Pianists and guitarists have gone solo, of course, but those, along with any other "chorded" instruments, don't count. The challenge for an instrument capable of playing no more than a single melodic line at a time, and without multi-tracking or dubbing, is quite another matter. Not only does the artist have to maintain the strong implication of a harmonic and rhythmic foundation but, in addition to improvising on the melody, he must make enough explicit references to it to remind the listener of what the melody is as well as the improvisor's precise location in its development at any given moment.



That Weiss surmounts the aforementioned challenges is testimony to his creativity, his formidable (a musician would say "enviable") technique and acute ear not to mention his courage and determination; that he not merely succeeds but creates genuinely engaging, imaginative music is testimony to the countless hours of practice that enabled him to treat pyrotechnics as secondary to the creative process that leads to meaningful, enduring art. Usually, within 2-3 notes the listener of this album is able to identify the song even without the direct statement of the melody, and as "far out" as the music occasionally seems to go, never is the attentive listener at a loss for knowing where he is in the progress of the song--its chord progression or non-stated primary melody. Meanwhile, like an artist such as Art Tatum, Weiss is able to keep several melodies moving simultaneously--the composer's, the performer's, the performer's primary melodies, the performer's counter-melodies (either in call-response patterns to his own melodic ideas or in the turn-arounds between choruses or between structural markers, such as the bridge, in the song itself).

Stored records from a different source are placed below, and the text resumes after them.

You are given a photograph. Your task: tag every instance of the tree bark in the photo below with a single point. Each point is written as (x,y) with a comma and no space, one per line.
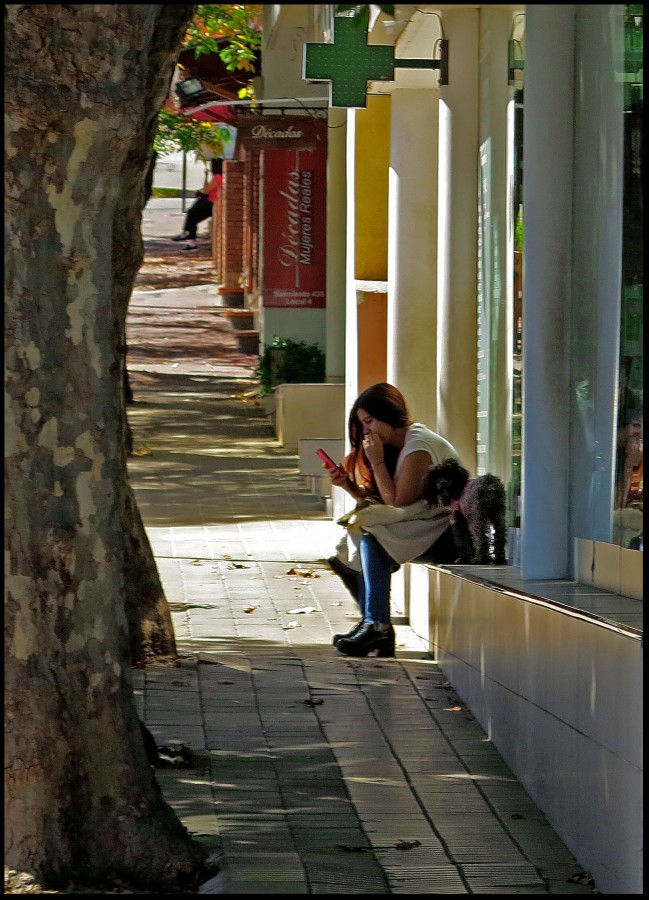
(82,83)
(150,625)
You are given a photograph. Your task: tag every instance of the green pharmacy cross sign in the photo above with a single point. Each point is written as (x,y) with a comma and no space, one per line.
(350,62)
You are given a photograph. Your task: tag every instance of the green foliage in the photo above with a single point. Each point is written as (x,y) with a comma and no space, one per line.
(232,32)
(212,23)
(286,361)
(177,132)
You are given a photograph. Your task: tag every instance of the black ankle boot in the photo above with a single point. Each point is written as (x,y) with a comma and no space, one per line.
(341,637)
(367,640)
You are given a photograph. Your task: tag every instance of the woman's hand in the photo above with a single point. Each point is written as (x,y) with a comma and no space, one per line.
(373,447)
(337,476)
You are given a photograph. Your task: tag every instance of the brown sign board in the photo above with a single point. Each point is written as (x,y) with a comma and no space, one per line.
(278,133)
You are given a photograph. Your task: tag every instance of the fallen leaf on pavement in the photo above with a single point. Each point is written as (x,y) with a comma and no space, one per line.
(407,845)
(303,573)
(141,450)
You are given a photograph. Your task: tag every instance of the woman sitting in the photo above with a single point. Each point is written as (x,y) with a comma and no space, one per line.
(380,424)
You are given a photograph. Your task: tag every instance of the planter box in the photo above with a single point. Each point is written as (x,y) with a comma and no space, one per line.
(240,319)
(309,411)
(248,341)
(230,297)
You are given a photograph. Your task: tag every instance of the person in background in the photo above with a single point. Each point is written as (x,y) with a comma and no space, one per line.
(202,207)
(380,425)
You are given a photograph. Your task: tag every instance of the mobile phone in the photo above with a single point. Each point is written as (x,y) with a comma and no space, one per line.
(327,460)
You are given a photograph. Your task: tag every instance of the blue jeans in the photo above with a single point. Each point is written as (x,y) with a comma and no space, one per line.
(377,568)
(374,582)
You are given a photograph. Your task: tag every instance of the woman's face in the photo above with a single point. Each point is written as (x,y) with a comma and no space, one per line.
(370,425)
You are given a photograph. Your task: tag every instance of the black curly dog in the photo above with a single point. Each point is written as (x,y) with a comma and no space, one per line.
(477,504)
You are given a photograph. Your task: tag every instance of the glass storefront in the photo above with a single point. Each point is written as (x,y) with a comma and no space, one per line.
(628,504)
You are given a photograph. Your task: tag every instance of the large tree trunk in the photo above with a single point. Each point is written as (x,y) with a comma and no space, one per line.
(150,626)
(81,798)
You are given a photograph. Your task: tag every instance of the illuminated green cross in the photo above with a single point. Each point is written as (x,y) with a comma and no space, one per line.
(350,62)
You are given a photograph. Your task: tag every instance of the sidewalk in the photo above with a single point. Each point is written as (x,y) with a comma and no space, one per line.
(312,772)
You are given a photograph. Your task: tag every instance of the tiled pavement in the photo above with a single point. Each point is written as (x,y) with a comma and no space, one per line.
(313,773)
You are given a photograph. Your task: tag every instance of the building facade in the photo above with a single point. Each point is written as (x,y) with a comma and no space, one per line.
(484,255)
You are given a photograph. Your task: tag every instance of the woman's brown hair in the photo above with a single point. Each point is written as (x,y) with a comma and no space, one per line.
(386,403)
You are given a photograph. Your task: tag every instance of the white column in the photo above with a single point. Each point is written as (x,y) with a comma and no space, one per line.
(547,206)
(336,231)
(351,318)
(412,253)
(458,229)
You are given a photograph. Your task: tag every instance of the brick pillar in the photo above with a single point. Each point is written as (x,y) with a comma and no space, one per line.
(254,225)
(217,232)
(251,227)
(232,231)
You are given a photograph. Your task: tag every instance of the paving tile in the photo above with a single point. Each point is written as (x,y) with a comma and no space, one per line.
(316,773)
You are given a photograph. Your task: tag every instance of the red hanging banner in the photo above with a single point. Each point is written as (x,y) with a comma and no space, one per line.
(295,223)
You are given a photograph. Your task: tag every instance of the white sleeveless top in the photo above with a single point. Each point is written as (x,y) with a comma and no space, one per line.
(418,437)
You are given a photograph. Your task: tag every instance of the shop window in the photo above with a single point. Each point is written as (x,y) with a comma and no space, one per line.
(628,504)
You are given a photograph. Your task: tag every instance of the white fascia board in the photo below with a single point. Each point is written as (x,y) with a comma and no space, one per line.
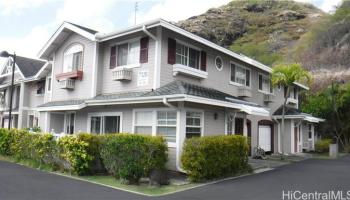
(58,32)
(61,108)
(301,86)
(165,24)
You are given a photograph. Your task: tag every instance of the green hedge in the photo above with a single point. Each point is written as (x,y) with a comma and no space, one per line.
(322,146)
(130,157)
(212,157)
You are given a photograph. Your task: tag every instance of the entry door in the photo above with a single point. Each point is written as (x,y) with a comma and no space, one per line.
(296,139)
(265,137)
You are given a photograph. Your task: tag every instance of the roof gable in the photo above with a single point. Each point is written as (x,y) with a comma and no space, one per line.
(62,33)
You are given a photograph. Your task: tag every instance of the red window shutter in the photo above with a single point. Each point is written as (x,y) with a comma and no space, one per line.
(171,51)
(203,61)
(113,57)
(144,49)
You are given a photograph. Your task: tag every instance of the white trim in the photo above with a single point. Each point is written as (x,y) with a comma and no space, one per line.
(165,24)
(65,25)
(183,69)
(95,69)
(262,91)
(222,63)
(102,115)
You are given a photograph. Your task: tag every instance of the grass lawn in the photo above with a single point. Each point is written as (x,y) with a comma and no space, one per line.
(142,188)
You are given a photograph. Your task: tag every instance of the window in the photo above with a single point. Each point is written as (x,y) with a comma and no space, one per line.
(240,75)
(265,84)
(193,124)
(104,124)
(128,53)
(166,125)
(143,122)
(49,84)
(40,85)
(73,58)
(187,56)
(218,63)
(310,131)
(70,121)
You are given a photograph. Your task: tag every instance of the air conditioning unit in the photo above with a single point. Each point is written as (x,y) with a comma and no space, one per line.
(121,74)
(268,98)
(244,92)
(68,84)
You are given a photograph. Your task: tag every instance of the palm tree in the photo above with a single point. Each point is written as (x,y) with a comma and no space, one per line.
(285,75)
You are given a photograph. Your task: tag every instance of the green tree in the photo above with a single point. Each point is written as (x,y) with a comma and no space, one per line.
(286,75)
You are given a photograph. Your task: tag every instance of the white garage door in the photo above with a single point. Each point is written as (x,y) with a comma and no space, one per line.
(265,137)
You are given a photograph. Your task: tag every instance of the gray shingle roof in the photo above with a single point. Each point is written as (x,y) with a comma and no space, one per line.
(84,28)
(173,88)
(63,103)
(28,66)
(289,111)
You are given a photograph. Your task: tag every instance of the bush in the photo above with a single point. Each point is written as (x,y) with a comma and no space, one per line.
(75,153)
(93,149)
(5,141)
(131,157)
(215,156)
(322,146)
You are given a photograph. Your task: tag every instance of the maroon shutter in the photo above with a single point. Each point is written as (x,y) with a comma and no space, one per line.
(203,61)
(144,50)
(171,51)
(113,57)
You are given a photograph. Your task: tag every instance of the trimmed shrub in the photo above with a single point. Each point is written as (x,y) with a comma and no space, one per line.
(5,141)
(211,157)
(93,149)
(75,153)
(322,146)
(130,157)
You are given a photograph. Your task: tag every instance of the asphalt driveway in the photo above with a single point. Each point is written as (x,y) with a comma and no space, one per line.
(18,182)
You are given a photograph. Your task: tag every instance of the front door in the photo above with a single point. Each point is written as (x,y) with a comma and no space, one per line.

Although Coltrane was sometimes credited with playing "chords" because of his use of the harmonic series in the altissimo register, that's a misleading description. Yes, he was playing more than one note at a time (brass players can do the same using "multiphonics"), but it's still not what we normally think of as a "chord." Weiss' achievement is all the greater because he's playing "real" chords--chords, moreover, that actually aren't there. (It's only the supreme master who can "imply" that those chords are there to the listener, a performer who soon permits us to willingly suspend our disbelief because he's convinced us we're hearing all of the chords of the song--even the ones Tatum would have played explicitly).

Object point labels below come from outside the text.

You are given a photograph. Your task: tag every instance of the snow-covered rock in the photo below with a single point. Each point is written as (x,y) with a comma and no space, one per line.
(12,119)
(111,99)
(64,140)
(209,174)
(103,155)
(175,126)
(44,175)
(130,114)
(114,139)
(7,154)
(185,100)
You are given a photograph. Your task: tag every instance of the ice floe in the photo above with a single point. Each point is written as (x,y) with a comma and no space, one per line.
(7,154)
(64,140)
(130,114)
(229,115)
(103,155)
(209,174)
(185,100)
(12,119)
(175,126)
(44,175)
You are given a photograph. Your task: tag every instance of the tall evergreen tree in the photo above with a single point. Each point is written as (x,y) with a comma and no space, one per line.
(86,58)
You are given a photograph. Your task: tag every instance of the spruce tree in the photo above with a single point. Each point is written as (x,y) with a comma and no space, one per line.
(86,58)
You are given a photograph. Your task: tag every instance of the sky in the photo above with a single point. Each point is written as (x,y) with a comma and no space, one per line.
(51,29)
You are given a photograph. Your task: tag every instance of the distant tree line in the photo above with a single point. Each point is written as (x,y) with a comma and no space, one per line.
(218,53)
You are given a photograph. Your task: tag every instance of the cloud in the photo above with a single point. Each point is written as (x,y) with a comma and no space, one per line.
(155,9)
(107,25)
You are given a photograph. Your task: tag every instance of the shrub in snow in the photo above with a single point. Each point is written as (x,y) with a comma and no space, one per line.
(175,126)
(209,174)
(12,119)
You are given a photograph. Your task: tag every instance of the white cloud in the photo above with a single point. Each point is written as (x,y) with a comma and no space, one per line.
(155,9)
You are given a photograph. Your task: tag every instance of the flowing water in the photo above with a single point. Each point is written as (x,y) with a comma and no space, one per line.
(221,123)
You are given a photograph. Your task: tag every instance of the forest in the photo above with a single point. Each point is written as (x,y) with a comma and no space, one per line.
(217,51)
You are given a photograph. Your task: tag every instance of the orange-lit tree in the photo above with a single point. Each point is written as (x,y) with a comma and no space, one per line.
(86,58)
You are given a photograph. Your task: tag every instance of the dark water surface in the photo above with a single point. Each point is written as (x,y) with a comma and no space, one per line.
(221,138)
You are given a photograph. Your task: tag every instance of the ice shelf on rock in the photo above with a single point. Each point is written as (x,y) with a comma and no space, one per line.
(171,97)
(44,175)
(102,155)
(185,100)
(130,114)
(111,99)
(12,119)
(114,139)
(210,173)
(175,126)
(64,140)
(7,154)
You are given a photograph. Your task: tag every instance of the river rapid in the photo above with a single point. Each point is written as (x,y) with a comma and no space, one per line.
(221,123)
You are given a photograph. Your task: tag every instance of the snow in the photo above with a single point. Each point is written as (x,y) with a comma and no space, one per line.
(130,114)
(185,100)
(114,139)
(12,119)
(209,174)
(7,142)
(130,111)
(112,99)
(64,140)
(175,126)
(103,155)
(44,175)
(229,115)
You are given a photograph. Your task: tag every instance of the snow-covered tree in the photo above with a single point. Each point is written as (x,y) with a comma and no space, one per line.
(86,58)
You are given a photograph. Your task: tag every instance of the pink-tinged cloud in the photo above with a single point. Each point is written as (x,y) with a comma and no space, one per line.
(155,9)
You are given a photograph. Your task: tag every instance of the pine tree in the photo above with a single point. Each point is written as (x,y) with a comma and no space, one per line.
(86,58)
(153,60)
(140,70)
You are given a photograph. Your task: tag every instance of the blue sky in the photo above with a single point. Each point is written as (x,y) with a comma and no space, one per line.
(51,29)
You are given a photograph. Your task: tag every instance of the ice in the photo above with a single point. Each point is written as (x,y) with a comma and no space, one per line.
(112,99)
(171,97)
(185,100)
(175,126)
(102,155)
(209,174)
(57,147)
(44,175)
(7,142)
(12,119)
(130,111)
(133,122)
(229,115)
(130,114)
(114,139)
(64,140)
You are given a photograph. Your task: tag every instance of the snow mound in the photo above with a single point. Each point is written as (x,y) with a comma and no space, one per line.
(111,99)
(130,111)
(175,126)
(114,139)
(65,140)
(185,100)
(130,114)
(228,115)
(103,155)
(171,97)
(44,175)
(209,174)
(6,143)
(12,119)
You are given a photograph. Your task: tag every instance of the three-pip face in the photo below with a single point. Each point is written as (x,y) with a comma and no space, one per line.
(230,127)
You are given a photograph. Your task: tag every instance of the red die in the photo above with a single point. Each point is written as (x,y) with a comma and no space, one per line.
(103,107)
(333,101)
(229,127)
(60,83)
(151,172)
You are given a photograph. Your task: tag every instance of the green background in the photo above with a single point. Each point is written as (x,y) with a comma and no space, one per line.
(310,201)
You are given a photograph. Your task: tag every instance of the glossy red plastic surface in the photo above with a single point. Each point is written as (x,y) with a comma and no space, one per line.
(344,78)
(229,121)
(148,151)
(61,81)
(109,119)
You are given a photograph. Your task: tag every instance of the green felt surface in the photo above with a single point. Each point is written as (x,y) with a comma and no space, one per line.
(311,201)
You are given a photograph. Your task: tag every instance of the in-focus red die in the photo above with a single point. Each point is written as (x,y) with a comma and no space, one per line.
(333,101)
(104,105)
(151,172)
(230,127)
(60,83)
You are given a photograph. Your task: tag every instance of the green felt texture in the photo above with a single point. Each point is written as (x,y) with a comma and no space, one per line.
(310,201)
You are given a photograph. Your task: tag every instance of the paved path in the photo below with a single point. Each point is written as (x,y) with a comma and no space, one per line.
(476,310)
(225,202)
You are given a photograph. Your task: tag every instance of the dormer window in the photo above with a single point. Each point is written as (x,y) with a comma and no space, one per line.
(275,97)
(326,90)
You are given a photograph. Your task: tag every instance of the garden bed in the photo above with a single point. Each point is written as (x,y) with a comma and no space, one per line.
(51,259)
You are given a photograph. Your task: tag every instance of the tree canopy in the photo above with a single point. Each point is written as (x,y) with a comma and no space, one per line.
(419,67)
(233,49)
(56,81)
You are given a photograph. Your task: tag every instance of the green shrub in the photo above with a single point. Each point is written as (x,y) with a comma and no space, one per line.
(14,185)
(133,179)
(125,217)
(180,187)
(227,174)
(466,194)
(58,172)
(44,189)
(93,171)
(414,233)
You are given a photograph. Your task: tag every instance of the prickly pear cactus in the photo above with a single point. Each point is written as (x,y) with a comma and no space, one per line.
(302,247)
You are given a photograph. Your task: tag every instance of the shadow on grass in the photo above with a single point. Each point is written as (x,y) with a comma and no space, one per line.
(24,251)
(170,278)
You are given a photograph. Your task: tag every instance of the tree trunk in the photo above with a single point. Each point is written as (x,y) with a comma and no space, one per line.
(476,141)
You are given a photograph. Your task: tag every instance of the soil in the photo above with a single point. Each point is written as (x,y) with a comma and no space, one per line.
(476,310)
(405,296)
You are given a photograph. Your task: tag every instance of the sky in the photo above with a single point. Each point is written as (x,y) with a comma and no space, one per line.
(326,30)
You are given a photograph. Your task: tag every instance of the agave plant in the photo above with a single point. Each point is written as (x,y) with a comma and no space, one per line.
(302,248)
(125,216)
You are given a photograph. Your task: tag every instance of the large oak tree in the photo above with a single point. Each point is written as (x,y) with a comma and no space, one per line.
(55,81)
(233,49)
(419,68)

Some "purists" and "hi-brows" will no doubt get addled about Weiss' repertory. Besides a standard like "As Time Goes By," he includes a couple of well-known songs that some would consider pop ephemera, or "period pieces," rather than "standards"--namely, Sinatra's "My Way" and Burt Bacharach's "Alfie." The point is that this is not merely "musician's music" (it is that, but much more). Moreover, unlike some artists whom I won't name, Weiss did not piece together this recording in a home studio, allowing himself months to come up with the exact, select tracks that he felt were examples of his "most perfect" clarinet artistry. The 70-plus year-old flew into Los Angeles, went into the recording studio, and what you're hearing (including a brief spoken "soliloquy" at the end of "My Way") is exactly what happened during the several hours he was in the studio.



Call it "definitive" or "definite" or (my choice) "distinguished." Regardless, this is a musical feat of Olympian proportions, and the bar has been raised to a level where it's not likely to be matched let alone elevated anytime soon."